Crepeau-Hobson said it’s important to not make false promises and be honest, even if the chances of being involved in a school shooting are miniscule. Tell your kid, “Drills are scary, but they will help keep you safe in case something bad ever happens,” instead of, “This will never happen to you anyway, so don’t worry.”
She recommends checking out the National Association of School Psychologists’ resources for parents about talking to kids of all ages about violence in schools. Advice includes:
- Reassure kids that they are safe, but make sure to validate their fears and feelings.
- Make the time to talk. For your younger kids, communicating their thoughts may take the form of drawing or playing, not as a conversation.
- Tailor your explanations to be age appropriate. As your children enter middle and high school, welcome their thoughts and opinions on gun control and school safety.
- Review safety procedures with your kids, and help them identify an adult at school that they trust.

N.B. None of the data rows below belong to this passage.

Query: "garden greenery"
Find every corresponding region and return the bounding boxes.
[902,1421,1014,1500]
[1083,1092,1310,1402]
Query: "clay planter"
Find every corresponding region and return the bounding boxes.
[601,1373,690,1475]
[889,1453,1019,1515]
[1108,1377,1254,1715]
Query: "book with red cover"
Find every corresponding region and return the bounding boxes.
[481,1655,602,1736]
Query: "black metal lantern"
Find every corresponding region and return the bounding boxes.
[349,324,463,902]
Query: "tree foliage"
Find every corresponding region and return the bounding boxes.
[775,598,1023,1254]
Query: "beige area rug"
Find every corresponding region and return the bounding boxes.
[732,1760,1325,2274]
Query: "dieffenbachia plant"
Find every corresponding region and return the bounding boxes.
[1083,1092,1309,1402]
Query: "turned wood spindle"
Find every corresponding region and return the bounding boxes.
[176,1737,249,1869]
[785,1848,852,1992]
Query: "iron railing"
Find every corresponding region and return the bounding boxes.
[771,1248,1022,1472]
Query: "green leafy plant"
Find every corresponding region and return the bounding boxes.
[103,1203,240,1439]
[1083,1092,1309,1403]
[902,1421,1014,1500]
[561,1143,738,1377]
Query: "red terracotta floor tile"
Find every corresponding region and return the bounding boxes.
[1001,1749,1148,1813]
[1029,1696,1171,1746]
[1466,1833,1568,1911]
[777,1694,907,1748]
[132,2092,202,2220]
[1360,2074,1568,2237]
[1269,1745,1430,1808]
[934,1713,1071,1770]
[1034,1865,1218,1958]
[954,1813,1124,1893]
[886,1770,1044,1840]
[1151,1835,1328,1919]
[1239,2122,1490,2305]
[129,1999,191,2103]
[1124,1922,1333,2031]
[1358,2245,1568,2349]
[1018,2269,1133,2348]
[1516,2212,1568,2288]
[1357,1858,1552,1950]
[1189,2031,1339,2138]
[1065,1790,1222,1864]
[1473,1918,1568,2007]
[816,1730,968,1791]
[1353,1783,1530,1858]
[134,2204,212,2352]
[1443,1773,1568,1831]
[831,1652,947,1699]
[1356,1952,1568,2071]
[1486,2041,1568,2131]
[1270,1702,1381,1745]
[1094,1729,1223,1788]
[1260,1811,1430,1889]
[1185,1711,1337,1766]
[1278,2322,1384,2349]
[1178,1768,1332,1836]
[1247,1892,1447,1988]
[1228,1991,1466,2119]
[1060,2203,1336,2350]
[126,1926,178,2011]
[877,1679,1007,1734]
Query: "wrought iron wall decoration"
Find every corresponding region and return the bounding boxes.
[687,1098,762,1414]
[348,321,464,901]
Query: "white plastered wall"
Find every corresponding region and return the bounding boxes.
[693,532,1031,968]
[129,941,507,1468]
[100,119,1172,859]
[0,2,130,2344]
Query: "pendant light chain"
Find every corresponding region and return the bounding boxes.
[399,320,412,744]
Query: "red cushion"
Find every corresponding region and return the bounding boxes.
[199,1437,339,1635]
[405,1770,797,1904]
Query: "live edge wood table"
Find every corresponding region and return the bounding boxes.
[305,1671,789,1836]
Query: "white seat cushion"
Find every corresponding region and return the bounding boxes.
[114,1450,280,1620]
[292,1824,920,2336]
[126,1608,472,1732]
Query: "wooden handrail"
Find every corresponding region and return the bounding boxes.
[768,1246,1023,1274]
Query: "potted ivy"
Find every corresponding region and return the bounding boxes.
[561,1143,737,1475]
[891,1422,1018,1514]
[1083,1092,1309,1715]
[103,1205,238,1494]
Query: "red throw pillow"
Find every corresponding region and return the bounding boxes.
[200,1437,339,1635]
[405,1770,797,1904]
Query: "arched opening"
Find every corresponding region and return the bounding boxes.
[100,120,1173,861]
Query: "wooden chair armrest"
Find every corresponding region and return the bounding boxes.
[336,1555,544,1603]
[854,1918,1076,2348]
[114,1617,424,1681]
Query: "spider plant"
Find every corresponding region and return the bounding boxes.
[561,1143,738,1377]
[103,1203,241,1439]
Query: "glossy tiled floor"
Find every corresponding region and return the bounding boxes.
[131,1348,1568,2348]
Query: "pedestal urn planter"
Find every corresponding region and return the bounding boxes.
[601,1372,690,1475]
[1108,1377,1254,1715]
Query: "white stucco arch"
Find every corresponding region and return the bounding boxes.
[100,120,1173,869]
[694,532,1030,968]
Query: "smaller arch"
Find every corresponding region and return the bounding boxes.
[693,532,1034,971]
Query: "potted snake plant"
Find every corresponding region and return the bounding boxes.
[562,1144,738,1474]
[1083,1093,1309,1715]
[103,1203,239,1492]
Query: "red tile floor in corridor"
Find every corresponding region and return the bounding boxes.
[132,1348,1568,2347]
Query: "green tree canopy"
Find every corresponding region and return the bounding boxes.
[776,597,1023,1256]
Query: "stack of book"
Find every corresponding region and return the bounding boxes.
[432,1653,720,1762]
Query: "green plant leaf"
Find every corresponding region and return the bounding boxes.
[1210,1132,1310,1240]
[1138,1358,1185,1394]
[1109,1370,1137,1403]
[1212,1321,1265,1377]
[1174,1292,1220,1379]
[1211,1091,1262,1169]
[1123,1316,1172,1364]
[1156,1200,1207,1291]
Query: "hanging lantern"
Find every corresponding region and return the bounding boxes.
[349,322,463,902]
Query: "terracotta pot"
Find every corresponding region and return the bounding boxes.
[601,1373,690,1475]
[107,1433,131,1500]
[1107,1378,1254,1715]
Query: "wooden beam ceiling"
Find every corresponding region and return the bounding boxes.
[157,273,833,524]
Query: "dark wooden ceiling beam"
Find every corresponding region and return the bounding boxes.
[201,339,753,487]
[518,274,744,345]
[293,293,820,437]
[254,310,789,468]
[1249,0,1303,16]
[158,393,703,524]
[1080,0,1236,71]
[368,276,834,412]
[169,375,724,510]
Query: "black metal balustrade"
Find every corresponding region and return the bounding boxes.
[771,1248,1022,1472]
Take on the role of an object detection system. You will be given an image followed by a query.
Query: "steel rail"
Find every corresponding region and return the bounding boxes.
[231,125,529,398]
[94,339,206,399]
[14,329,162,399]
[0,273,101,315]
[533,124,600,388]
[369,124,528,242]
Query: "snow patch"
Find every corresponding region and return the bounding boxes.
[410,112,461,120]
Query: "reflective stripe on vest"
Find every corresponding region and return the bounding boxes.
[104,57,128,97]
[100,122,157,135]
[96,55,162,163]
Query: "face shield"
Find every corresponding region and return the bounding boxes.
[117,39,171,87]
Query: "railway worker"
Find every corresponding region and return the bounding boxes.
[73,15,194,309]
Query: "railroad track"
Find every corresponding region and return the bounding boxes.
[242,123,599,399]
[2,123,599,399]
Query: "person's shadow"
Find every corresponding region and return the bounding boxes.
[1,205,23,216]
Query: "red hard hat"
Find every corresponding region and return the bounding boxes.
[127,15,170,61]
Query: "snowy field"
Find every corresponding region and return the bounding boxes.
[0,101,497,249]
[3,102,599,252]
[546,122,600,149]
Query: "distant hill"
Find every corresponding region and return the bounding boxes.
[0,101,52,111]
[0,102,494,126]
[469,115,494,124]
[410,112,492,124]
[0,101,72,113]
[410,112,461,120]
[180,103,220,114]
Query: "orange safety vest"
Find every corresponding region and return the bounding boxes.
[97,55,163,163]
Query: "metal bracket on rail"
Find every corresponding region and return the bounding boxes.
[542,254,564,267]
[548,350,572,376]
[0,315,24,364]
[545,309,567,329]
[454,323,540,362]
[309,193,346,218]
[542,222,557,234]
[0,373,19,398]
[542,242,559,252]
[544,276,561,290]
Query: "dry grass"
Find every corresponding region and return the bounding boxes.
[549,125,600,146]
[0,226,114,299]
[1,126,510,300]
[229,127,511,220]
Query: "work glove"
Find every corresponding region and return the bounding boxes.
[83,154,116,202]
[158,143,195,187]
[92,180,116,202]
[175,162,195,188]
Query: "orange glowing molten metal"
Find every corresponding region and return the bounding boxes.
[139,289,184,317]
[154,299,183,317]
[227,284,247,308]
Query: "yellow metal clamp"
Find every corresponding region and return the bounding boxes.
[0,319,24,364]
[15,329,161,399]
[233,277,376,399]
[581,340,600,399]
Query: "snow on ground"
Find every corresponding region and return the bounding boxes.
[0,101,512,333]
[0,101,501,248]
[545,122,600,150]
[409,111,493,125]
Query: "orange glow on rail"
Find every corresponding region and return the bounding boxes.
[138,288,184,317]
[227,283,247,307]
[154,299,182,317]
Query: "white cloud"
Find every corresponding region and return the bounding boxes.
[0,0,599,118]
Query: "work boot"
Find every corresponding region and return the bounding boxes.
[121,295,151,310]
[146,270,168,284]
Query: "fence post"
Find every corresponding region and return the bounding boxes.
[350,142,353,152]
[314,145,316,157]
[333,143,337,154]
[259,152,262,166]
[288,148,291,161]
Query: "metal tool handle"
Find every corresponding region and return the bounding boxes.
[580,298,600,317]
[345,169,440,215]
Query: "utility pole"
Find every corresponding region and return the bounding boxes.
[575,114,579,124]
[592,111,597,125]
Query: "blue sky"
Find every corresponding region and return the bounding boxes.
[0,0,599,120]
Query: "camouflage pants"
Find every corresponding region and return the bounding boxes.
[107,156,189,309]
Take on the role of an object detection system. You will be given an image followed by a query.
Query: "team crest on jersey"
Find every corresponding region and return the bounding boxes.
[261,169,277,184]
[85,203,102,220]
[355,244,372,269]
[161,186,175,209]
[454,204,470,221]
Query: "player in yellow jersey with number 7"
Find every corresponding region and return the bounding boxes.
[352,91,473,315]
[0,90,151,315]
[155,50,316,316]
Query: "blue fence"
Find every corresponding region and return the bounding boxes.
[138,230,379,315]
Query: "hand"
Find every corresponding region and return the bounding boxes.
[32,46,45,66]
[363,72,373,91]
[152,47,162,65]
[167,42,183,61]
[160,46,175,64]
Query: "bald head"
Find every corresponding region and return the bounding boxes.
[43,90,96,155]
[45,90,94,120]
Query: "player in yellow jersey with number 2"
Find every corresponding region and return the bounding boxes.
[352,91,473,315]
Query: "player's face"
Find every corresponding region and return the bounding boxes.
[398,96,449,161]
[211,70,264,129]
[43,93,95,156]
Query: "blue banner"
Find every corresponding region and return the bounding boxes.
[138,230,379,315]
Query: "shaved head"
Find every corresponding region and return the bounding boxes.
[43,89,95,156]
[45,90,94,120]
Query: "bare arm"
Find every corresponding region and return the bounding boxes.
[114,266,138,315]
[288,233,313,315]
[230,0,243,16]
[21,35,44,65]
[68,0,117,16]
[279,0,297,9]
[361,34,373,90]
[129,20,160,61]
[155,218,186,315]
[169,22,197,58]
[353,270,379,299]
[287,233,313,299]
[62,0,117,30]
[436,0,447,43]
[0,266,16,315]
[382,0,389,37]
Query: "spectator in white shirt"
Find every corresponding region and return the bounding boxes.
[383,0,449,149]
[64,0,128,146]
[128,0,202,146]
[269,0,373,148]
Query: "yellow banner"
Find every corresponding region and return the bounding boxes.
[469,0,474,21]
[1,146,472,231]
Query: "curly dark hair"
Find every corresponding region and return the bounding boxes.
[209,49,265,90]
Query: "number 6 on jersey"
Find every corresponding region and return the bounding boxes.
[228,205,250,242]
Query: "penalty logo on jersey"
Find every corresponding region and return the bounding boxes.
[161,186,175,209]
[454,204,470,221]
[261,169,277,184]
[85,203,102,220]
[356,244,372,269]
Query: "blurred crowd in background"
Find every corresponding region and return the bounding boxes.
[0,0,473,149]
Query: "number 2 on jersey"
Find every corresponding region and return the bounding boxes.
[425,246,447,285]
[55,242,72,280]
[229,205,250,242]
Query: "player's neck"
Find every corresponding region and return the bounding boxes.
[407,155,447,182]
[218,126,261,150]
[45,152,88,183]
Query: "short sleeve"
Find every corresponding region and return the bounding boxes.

- Keep an eye on your child’s sleep patterns, appetite and anxiety after drills. Don’t be afraid to talk to a mental health professional for help, especially if your child has experienced past trauma or has special needs.
- Limit how much your younger kids see news about school shootings or other violent events on television.
- Maintain a normal routine, and encourage them to continue hobbies and activities.
She said schools and families should give as much advance notice as possible, and focusing on the “why” — they’ll keep you safe if the time comes — behind the exercises.